To run tests using the remote runner, set the TEST_DEVICE_ADDR environment variable then use x as usual. For example, to run ui tests for a RISC-V machine with the IP address 1.2.3.4 use

export TEST_DEVICE_ADDR="1.2.3.4:12345"
./x test tests/ui --target riscv64gc-unknown-linux-gnu

If remote-test-server was run with the verbose flag, output on the test machine may look something like

[...]
run "/tmp/work/test1007/a"
run "/tmp/work/test1008/a"
run "/tmp/work/test1009/a"
run "/tmp/work/test1010/a"
run "/tmp/work/test1011/a"
run "/tmp/work/test1012/a"
run "/tmp/work/test1013/a"
run "/tmp/work/test1014/a"
run "/tmp/work/test1015/a"
run "/tmp/work/test1016/a"
run "/tmp/work/test1017/a"
run "/tmp/work/test1018/a"
[...]

Tests are built on the machine running x not on the remote machine. Tests which fail to build unexpectedly (or ui tests producing incorrect build output) may fail without ever running on the remote machine.

Testing on emulators

Some platforms are tested via an emulator for architectures that aren't readily available.

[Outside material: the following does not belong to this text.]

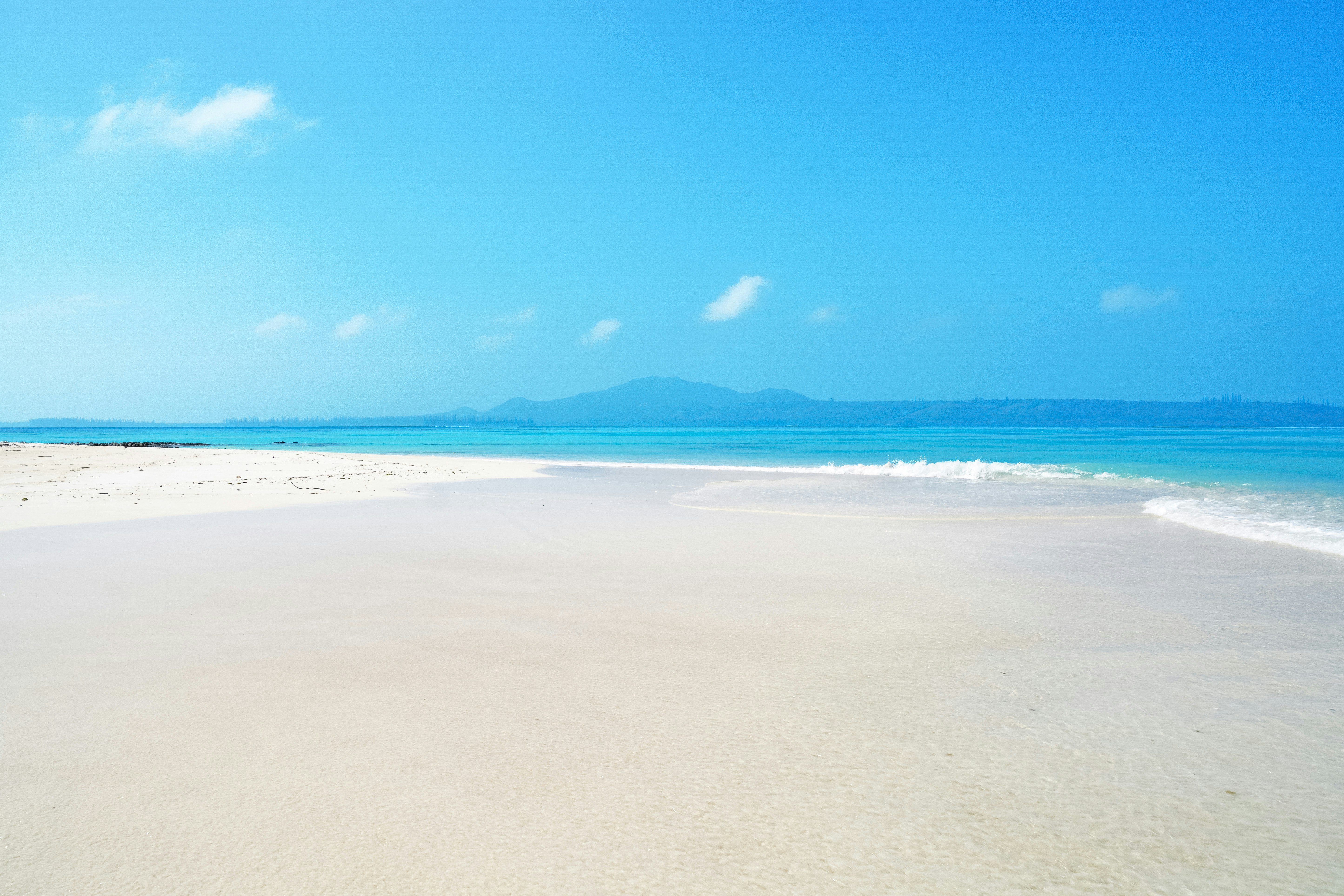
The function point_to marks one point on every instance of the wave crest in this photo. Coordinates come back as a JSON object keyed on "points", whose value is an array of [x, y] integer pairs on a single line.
{"points": [[1241, 518]]}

For architectures where the standard library is well supported and the host operating system supports TCP/IP networking, see the above instructions for testing on a remote machine (in this case the remote machine is emulated).

There is also a set of tools for orchestrating running the tests within the emulator. Platforms such as arm-android and arm-unknown-linux-gnueabihf are set up to automatically run the tests under emulation on GitHub Actions. The following will take a look at how a target's tests are run under emulation.

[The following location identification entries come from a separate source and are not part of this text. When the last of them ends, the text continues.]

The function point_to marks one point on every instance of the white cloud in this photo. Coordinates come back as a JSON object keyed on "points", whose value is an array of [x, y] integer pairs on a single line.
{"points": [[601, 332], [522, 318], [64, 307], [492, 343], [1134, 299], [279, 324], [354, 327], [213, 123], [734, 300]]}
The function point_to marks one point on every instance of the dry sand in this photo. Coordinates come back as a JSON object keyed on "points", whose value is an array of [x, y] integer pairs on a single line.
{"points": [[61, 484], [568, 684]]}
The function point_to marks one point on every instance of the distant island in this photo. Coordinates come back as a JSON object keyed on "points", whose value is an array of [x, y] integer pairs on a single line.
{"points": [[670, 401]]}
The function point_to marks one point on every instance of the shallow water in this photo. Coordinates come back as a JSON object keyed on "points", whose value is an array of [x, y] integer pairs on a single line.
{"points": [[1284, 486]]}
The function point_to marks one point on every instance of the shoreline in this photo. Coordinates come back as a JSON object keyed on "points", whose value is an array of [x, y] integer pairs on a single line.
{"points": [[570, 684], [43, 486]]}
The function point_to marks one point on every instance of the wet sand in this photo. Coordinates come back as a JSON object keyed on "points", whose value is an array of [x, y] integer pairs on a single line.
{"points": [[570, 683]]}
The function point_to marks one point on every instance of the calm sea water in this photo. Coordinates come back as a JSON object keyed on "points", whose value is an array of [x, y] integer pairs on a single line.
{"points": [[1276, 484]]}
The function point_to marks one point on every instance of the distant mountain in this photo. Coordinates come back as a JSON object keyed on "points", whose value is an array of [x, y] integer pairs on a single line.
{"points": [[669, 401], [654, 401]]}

The Docker image for armhf-gnu includes QEMU to emulate the ARM CPU architecture. Included in the Rust tree are the tools remote-test-client and remote-test-server which are programs for sending test programs and libraries to the emulator, and running the tests within the emulator, and reading the results. The Docker image is set up to launch remote-test-server and the build tools use remote-test-client to communicate with the server to coordinate running tests (see src/bootstrap/src/core/build_steps/test.rs).

TODO: Is there any support for using an iOS emulator?

It's also unclear to me how the wasm or asm.js tests are run.

Running rustc_codegen_gcc tests

First thing to know is that it only supports linux x86_64 at the moment. We will extend its support later on.

You need to update codegen-backends value in your config.toml file in the [rust] section and add "gcc" in the array:

codegen-backends = ["llvm", "gcc"]

Then you need to install libgccjit 12. For example with apt:

$ apt install libgccjit-12-dev

Now you can run the following command:

$ ./x.py test compiler/rustc_codegen_gcc/

If it cannot find the .so library (if you installed it with apt for example), you need to pass the library file path with LIBRARY_PATH:

$ LIBRARY_PATH=/usr/lib/gcc/x86_64-linux-gnu/12/ ./x.py test compiler/rustc_codegen_gcc/

If you encounter bugs or problems, don't hesitate to open issues on rustc_codegen_gcc repository.